Speaking to investors after the Danish brewer revealed it had reached an agreement in principle with Britvic’s board to acquire the soft drinks maker, Aarup-Andersen said Carlsberg would look to offset the loss of San Miguel to AB InBev by growing its portfolio of world beers including 1664 Biere, Brooklyn Pilsner and Poretti.
“We’re not doing this acquisition because of the loss of MSM (Mahou San Miguel) in the UK,” he said.
Aarup-Andersen said San Miguel accounted for 1.8 million hectolitres of volume and €1.4bn in revenue for Carlsberg in the UK.

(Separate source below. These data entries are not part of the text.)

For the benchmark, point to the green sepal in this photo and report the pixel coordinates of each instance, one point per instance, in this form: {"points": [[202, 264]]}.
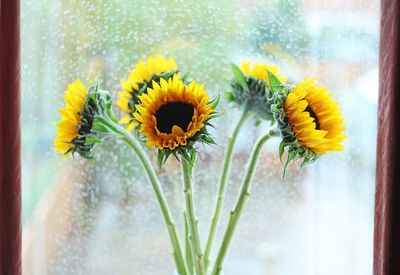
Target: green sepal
{"points": [[162, 157], [274, 83], [257, 122], [93, 139]]}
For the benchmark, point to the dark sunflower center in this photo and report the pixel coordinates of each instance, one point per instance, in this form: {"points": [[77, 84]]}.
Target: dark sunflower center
{"points": [[174, 113], [313, 115]]}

He admitted the loss of the brand – worth £272m in off-trade sales last year [NIQ 52 we 24 April 2024] – would hit revenues for Carlsberg Marston’s Brewing Company (CMBC) in the short term, but insisted Carlsberg was “not doing this acquisition” to compensate.
“It will have a negative impact standalone, of course,” he said. “But we will replace that over time through our brands and the world beer category. We have some strong brands that are growing well in the UK in Brooklyn, Poretti and 1664.
“There’ll be a short-term impact and we will mitigate it over time,” he added.
Asked if the £100m in cost savings Carlsberg had identified from the acquisition of Britvic could be eaten into by “dis-synergies” from losing San Miguel, Aarup-Andersen said: “We don’t see it as a dis-synergy because MSM is completely unrelated to this.
“It’s just an impact on the business that we will deal with like when other brands enter or leave the portfolio. It’s just this time it is a bigger brand than your average brand is, there’s no doubt about that.”
Elsewhere, Aarup-Andersen denied Carlsberg was reducing its exposure to beer, despite the fact the proposed acquisition of Britvic would make soft drinks the biggest part of its UK business, and account for 30% of total volumes at group level.
Alongside the Britvic announcement, Carlsberg revealed it is to acquire Marston’s remaining 40% stake in CMBC, and Aarup-Andersen insisted the brewer remained open to growing its brewing presence through M&A in the future.
“This is a major deal for us and we’ll be focused on getting the integration right and delivering value for ourselves,” he said. “Of course, if a value accretive situation occurs within beer in the next couple of years we will look at it.
“We all know from history that they are far and few between, but this is not a case of us reorientating away from beer. Beer is our core.”